Planning is also important. Greater distances between structures can reduce house-to-house conflagration, and siting below a hill’s crest, instead of at its peak, can be consequential, as fire tends to race to the top of steep slopes.

But for individual buildings, the existing codes “need to go further,” says Valachovic. She points out that Chapter 7A, for instance, “provides little guidance for post-construction maintenance and doesn’t take a systems approach, integrating the treatment of buildings and their surroundings.” Radiant-heat issues also need more specific attention, she says, since “with homes close together, deployable metal shutters over tempered glass, for example, become more important.”

And Chapter 7A doesn’t deal with the immense challenge of retrofitting pre-2008 construction. While state programs have long provided funding for earthquake-defensive home upgrades, wildfire protections have not received comparable treatment. Local jurisdictions have sometimes offered financial incentives and assistance, but resources are scant. To address such needs, California bill AB-38 passed in 2019, but once Covid overwhelmed the state budget, the funding was cut.

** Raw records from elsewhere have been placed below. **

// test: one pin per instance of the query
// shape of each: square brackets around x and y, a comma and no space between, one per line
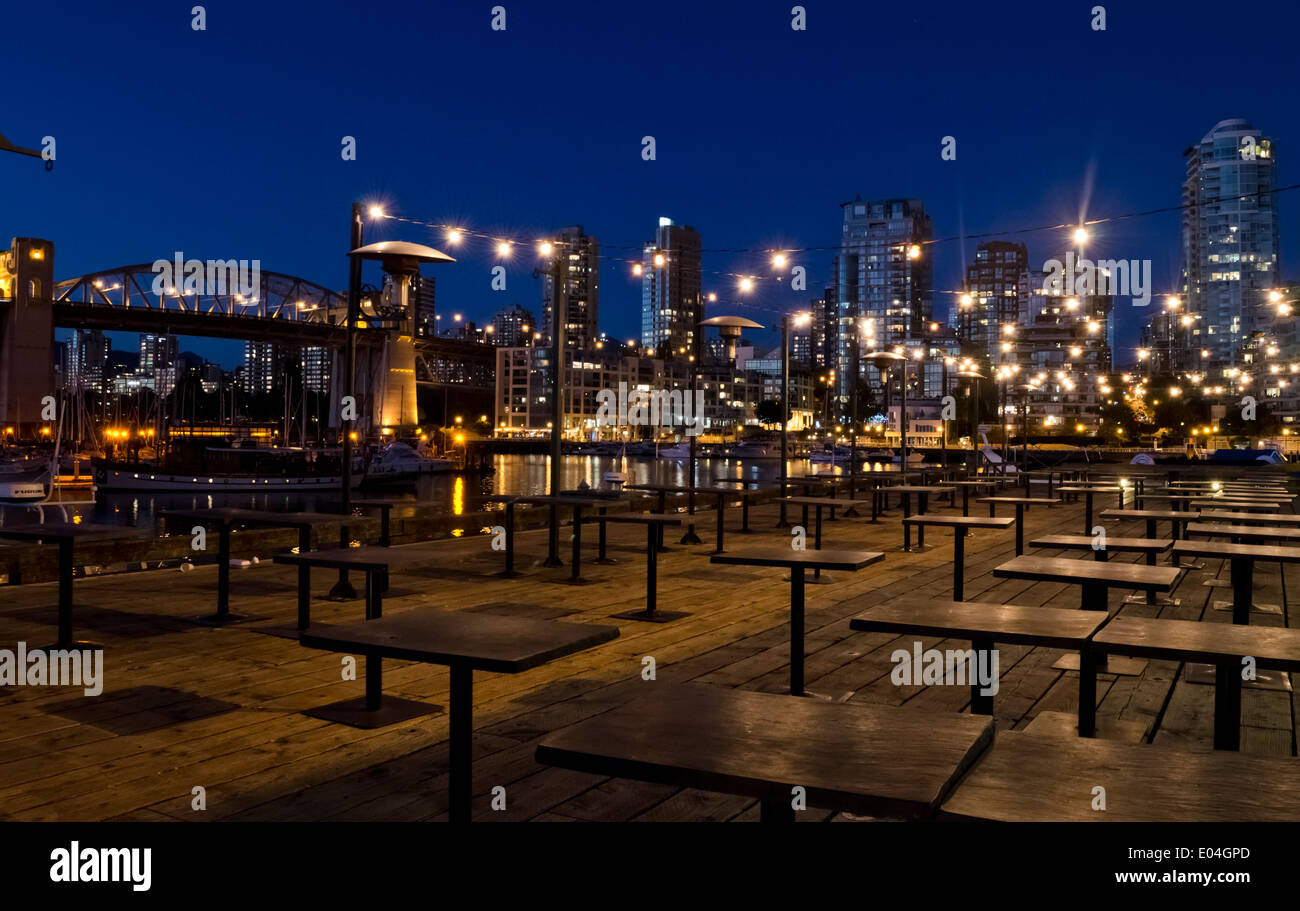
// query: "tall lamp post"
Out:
[974,415]
[883,360]
[728,330]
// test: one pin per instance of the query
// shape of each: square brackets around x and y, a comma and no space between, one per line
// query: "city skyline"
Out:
[744,181]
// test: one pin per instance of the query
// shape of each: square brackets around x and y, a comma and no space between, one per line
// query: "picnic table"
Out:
[1088,491]
[1242,559]
[961,525]
[797,562]
[577,504]
[984,625]
[1221,645]
[1095,581]
[654,524]
[463,642]
[966,489]
[66,536]
[744,493]
[759,745]
[1032,779]
[375,563]
[226,519]
[1021,503]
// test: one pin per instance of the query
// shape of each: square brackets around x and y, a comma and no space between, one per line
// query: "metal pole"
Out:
[558,291]
[343,588]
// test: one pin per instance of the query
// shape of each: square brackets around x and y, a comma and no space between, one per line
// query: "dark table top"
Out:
[762,745]
[1032,779]
[641,517]
[477,641]
[1113,543]
[1027,500]
[1235,530]
[60,530]
[1065,569]
[1220,549]
[367,558]
[1201,641]
[1052,627]
[233,515]
[1249,517]
[961,521]
[788,556]
[1147,513]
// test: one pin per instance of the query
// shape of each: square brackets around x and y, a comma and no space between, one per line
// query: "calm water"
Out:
[451,494]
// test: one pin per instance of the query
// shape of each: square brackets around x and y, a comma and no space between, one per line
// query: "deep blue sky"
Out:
[225,143]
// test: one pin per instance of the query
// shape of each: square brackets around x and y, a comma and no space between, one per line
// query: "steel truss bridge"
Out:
[285,309]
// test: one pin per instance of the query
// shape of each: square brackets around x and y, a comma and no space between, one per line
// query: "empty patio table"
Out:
[1021,504]
[798,562]
[922,493]
[1095,581]
[1242,559]
[577,504]
[654,524]
[960,525]
[463,642]
[375,563]
[762,746]
[966,490]
[984,625]
[1221,645]
[1249,517]
[66,536]
[745,490]
[1031,779]
[226,519]
[1088,491]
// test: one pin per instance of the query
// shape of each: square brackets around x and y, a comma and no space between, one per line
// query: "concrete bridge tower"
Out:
[26,334]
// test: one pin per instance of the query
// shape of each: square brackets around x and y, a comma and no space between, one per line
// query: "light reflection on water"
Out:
[451,494]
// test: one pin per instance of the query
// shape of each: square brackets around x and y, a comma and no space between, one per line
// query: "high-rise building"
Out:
[671,302]
[317,365]
[580,261]
[996,295]
[87,359]
[514,328]
[157,364]
[259,368]
[883,282]
[1230,238]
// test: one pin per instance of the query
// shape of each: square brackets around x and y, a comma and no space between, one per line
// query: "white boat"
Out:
[753,450]
[675,451]
[22,482]
[398,461]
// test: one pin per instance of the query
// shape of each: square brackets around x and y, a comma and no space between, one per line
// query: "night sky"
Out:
[225,143]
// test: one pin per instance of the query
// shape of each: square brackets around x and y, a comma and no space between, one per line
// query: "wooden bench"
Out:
[875,760]
[1221,645]
[984,625]
[1030,779]
[464,642]
[960,525]
[1149,547]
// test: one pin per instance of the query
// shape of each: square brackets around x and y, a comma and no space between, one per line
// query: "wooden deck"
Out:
[186,707]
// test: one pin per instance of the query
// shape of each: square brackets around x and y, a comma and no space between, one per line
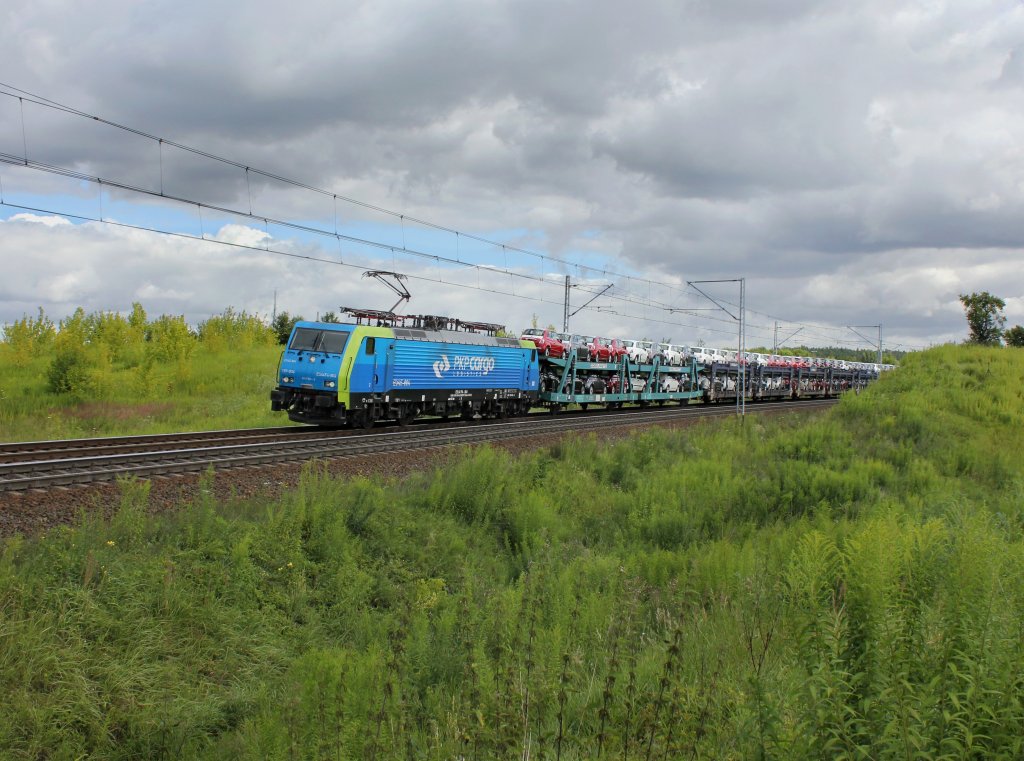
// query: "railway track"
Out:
[40,465]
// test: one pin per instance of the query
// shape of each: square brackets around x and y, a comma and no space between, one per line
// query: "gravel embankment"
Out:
[35,512]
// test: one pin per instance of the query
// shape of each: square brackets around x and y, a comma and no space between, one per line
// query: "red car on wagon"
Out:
[545,341]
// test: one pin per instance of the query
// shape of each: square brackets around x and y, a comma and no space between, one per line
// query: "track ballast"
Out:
[40,465]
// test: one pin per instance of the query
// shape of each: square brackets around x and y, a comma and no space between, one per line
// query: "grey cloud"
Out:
[797,143]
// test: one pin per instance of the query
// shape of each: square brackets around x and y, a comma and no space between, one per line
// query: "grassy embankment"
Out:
[848,585]
[103,374]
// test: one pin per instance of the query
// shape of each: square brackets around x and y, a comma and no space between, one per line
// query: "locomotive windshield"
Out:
[304,339]
[333,341]
[311,339]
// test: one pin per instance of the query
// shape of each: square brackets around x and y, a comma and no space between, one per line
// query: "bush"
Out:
[235,330]
[69,371]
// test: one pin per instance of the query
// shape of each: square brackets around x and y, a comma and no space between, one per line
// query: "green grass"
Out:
[848,585]
[105,374]
[210,390]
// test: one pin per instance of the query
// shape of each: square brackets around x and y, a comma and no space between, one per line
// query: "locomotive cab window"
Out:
[333,341]
[304,339]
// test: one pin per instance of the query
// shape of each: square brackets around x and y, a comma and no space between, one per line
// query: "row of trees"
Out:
[985,321]
[83,344]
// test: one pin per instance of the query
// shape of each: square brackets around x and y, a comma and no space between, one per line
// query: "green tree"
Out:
[283,325]
[1015,336]
[984,316]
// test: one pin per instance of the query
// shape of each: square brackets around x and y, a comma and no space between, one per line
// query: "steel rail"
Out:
[81,470]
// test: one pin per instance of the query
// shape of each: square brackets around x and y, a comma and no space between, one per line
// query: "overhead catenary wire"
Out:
[621,294]
[308,257]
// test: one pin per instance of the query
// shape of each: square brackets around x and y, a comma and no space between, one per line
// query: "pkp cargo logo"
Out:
[464,367]
[441,367]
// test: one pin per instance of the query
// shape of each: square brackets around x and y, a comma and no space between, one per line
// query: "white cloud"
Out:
[856,163]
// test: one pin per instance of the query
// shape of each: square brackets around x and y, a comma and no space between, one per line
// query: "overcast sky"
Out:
[857,163]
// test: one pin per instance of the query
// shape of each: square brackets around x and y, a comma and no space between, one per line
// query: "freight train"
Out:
[384,367]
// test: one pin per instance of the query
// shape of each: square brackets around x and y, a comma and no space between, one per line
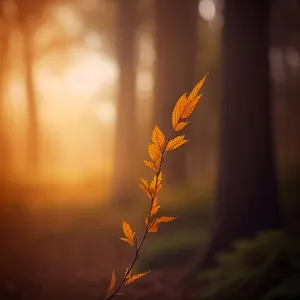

Even for new construction, some communities—including ones previously decimated by wildfire—have bypassed statewide code when it’s recommended but not mandatory. Santa Rosa’s Coffey Park neighborhood, for example, was ravaged by the Tubbs Fire, of 2017, but, before rebuilding, opted out of Chapter 7A, which is discretionary for most urban and suburban areas. Such decisions are often swayed by political pressure to get people back into their houses as quickly as possible (code enforcement requires potentially time-consuming design review) and by limited time frames for fire-insurance payouts. Another factor is sometimes the belief that a megafire’s cause was anomalous—at Coffey Park, embers crossed a six-lane freeway in unusually high winds. (Yet firebrands have vaulted other major highways, as in the Tunnel Fire, which tore through Oakland in 1991, and the Woolsey Fire, of 2018, in Los Angeles and Ventura counties; and in the 2018 Carr Fire, embers traversed the Sacramento River.)